Periodontitis, an inflammatory condition that affects the structures surrounding the tooth eventually leading to tooth loss, is one of the two biggest threats to oral health. Beyond oral health, it is associated with systemic diseases and even with cancer risk. Obviously, periodontitis represents a major global health problem with significant social and economic impact. Recently, a new paradigm was proposed in the etiopathogenesis of periodontitis involving a herpesviral-bacterial combination to promote long-term chronic inflammatory disease. Periodontitis as a risk factor for other systemic diseases can also be better explained based on viral-bacterial etiology. Significant efforts have brought numerous advances in revealing the links between periodontitis and Epstein-Barr virus (EBV), a gamma herpesvirus ubiquitous in the adult human population. The strong evidence from these studies may contribute to the advancement of periodontitis research and the ultimate control of the disease. Advancing the periodontitis research will require implementing suitable methods to establish EBV involvement in periodontitis. This review evaluates and summarizes the existing methods that allow the detection and diagnosis of EBV in periodontitis (also applicable in a more general way to other EBV-related diseases), and discusses the feasibility of the application of innovative emerging technologies.

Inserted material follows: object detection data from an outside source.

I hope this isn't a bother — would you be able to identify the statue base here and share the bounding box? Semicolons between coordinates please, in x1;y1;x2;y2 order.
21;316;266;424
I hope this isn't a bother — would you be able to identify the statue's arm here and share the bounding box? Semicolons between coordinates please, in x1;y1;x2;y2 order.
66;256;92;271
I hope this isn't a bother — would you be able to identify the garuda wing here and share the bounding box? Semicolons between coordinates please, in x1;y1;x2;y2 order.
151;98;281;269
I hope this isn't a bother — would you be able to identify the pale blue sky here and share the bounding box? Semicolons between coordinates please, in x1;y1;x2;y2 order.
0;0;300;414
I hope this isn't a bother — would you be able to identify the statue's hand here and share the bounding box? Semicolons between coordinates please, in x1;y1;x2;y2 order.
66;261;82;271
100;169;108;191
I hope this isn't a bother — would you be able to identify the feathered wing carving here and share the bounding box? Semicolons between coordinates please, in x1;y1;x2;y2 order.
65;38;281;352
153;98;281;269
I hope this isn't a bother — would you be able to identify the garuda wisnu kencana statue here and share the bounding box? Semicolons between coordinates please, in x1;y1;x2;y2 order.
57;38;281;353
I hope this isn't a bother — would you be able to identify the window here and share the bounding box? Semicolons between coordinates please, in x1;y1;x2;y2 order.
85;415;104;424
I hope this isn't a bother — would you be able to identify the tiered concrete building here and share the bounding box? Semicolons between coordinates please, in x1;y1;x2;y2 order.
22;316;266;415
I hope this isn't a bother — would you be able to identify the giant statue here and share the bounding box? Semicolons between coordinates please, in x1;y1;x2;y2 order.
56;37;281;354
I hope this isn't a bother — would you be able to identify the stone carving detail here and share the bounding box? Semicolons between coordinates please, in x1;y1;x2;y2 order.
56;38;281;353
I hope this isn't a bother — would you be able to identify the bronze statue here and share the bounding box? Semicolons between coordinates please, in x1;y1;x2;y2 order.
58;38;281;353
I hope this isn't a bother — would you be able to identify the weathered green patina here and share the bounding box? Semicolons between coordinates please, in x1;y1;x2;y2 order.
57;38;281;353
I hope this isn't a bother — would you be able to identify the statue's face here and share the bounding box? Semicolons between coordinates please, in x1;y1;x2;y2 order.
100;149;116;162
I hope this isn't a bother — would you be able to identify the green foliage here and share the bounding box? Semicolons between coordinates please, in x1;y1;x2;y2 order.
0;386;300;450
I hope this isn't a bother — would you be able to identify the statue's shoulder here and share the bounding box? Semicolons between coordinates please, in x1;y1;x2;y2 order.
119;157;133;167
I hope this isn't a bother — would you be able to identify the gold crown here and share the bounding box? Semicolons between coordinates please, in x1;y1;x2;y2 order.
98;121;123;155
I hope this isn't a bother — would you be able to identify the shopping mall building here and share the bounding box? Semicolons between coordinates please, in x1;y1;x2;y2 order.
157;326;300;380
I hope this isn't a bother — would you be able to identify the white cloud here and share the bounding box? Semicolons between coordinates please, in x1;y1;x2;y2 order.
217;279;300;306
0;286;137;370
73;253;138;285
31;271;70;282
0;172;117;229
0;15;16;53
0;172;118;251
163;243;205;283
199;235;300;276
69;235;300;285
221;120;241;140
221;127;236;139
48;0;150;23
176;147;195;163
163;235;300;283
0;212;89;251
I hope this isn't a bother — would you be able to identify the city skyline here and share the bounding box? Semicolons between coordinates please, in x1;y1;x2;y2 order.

Keywords: EBER-ISH; Epstein–Barr virus; PCR-based methods; detection methods; immunohistochemistry; immunophenotyping; periodontitis.

Figure 1

Outline of the methodological approaches for Epstein–Barr virus (EBV) detection in periodontitis. Actual and prospective methods are listed. Abbreviations: CIHC, chromogenic immunohistochemistry; EBER—EBV-encoded RNA; FACS—fluorescence-activated cell sorting; FCM—flow cytometry; FRET—fluorescence resonance energy transfer; IF—immunofluorescent detection; IHC—immunohistochemistry; ISH—in situ hybridization; LAMP—loop-mediated isothermal amplification; MACS—magnetic-activated cell sorting; PCR—polymerase chain reaction; qPCR—real-time quantitative PCR; RT-qPCR—reverse transcription qPCR.

Figure 2

Immunofluorescent (IF) costaining of CK19 (junctional epithelial cell marker cytokeratin 19) and LMP2 (EBV latent membrane protein 2) to detect EBV-infected epithelial cells in samples taken from a periodontitis patient. The cell nuclei are counterstained with DAPI. Reprinted from [27].

Figure 3

(a) EBV-encoded RNA in situ hybridization (EBER-ISH) of periodontal epithelial cells (pECs) and (b) chromogenic immunohistochemistry (CIHC) for CK19 (cytokeratin 19; junctional epithelial cell marker) immunostaining of periodontitis samples to reveal EBV-infected ECs. The size bar represents 15 µm. (c) EBER-ISH coupled with CIHC of CCL20 (chemokine ligand 20) to show the production of the inflammatory chemokine CCL20 by EBV-infected pECs in periodontitis patients. EBV-infected (solid arrows) and EBV^- pECs (dotted arrows) are presented. Reprinted from [27].

Figure 4

Multiplex chromogenic immunohistochemistry (CIHC) for the detection of T cells (CD3 (cluster of differentiation) marker), B cells (CD20), plasma cells (PCs; CD138) and antibody-producing cells (cytoplasmic kappa light chain) coupled with EBV-encoded RNA in situ hybridization (EBER-ISH) in the gingival tissue specimens of periodontitis patients. Panel (a) shows hematoxylin and eosin (H&E) overlapping between CD3, CD20, CD138, EBER and Kappa stainings on a specimen from a periodontitis patient (magnification ×4). Panel (b) illustrates a cluster of EBV-infected PCs showing colocalization between EBER and CD138 (magnification ×100). Panel (c) is indicative of colocalization between EBV-infected cells (EBER), PCs (CD138), B cells (CD20) and T cells (CD3) (magnification ×10). Reprinted from [62] with permission from Elsevier.